Cyclomatic complexity is a software metric that measures the complexity of a program by counting the number of linearly independent paths through its source code. It is a quantitative measure of the number of possible paths through a program's control flow.
Cyclomatic complexity is important in software engineering as it helps developers identify and mitigate potential risks and issues in the code. It also helps in understanding the overall complexity of the program, which can aid in making decisions about refactoring and code optimization.

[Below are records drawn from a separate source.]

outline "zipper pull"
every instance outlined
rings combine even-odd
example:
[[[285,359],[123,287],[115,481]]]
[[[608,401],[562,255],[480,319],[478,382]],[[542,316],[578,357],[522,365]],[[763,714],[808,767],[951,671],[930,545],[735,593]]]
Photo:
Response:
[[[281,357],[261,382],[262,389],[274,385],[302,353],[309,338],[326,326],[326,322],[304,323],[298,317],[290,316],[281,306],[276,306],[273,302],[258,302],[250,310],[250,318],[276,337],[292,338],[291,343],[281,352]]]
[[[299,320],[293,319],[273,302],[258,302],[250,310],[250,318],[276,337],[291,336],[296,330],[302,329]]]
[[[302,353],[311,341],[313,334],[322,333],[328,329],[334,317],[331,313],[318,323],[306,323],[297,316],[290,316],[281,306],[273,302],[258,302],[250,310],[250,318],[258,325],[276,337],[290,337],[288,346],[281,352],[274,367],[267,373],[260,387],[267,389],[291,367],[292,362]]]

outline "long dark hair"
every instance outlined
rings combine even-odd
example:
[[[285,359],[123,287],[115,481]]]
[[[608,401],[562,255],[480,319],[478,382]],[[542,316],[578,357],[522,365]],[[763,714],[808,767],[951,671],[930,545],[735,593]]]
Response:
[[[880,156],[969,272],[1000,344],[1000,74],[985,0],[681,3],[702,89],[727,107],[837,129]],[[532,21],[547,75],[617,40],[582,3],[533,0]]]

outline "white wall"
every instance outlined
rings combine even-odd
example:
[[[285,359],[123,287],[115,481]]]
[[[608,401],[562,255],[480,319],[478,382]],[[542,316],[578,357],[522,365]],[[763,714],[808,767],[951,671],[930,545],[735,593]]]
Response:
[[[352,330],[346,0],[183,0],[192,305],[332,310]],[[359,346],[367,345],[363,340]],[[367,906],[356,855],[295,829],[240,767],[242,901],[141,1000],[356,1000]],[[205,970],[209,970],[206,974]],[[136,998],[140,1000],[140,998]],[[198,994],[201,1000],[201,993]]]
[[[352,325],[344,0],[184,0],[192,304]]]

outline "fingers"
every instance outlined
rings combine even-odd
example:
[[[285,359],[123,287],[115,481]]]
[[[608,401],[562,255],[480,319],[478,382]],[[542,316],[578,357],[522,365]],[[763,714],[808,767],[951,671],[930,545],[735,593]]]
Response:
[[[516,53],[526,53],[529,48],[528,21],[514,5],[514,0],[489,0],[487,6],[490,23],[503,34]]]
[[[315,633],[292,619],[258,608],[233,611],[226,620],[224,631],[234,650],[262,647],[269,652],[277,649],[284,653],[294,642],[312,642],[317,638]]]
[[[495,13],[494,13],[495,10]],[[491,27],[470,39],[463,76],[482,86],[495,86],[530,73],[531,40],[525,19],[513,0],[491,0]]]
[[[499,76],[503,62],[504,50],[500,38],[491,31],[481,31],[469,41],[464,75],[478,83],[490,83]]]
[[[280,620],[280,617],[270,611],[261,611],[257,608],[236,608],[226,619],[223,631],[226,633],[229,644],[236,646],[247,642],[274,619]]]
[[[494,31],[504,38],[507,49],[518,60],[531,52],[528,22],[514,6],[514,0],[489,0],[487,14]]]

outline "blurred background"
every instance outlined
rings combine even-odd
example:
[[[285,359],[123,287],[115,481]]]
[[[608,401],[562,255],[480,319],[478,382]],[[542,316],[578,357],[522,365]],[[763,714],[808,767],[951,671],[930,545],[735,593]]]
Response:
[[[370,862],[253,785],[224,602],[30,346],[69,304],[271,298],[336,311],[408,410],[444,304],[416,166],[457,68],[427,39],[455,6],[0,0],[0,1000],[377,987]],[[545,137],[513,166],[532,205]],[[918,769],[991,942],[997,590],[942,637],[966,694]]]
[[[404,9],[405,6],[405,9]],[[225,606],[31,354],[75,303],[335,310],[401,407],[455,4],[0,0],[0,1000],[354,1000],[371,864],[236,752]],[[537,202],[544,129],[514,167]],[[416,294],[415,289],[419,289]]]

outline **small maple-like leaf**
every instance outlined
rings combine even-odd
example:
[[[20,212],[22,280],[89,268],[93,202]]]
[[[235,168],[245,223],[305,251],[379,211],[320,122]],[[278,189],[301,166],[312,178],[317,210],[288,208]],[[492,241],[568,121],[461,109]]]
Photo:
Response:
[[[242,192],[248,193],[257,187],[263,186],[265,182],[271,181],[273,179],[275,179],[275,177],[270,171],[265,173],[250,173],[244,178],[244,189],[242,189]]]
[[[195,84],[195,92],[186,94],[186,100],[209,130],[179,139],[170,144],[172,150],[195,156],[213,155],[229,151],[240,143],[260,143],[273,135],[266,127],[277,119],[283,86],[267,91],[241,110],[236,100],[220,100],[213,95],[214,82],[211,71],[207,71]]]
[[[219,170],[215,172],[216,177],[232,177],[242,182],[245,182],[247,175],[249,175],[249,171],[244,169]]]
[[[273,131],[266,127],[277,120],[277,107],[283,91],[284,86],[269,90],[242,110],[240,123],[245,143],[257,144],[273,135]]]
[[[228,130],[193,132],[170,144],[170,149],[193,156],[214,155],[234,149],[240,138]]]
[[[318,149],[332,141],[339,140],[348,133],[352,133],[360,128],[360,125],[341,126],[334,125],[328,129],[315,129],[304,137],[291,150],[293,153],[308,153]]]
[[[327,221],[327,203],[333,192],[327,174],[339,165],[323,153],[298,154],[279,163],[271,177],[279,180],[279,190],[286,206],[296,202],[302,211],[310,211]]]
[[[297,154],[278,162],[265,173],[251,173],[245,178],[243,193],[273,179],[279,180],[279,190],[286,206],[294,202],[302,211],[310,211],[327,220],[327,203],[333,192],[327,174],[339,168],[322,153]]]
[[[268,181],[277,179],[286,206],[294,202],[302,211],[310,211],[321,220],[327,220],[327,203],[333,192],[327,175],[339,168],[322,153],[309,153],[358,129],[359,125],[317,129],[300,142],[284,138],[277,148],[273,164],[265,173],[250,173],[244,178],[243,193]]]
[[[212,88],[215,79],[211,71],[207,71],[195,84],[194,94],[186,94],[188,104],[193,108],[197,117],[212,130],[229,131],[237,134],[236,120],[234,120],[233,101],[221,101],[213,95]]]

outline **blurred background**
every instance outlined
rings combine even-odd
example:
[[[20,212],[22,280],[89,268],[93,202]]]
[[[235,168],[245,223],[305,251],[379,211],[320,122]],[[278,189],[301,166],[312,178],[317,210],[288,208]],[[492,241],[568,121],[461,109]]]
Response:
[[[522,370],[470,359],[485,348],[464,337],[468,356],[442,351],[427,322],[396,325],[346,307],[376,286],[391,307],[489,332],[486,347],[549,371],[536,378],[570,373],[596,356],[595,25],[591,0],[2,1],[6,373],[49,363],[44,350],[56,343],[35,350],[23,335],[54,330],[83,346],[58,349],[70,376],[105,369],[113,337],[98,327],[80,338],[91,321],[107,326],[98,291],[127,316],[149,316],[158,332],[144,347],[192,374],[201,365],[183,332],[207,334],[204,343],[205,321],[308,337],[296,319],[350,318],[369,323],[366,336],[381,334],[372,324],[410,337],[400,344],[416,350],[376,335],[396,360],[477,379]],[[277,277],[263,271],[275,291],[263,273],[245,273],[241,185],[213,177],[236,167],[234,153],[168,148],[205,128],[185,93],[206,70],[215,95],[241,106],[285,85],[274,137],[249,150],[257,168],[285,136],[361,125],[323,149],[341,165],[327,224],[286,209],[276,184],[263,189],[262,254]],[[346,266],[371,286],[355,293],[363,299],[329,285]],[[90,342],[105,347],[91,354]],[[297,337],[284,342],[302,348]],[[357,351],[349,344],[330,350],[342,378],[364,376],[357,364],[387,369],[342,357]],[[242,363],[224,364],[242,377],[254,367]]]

Cyclomatic complexity is calculated by counting the number of decision points (e.g. if statements, loops, switches) in a program and adding 1 to the result. This results in a single numerical value that represents the complexity of the program.
The acceptable range for cyclomatic complexity can vary depending on the specific programming language and context of the program. However, in general, a lower cyclomatic complexity (e.g. 1-10) is considered desirable as it indicates a simpler and easier to understand code. A higher cyclomatic complexity (e.g. 11-20) may indicate the need for refactoring and optimization, while a very high cyclomatic complexity (e.g. > 20) may be a sign of poorly written and overly complex code.
Cyclomatic complexity can be reduced through various techniques such as refactoring, using control structures (e.g. loops, functions) effectively, and following best coding practices. Writing modular and well-structured code can also help in reducing cyclomatic complexity.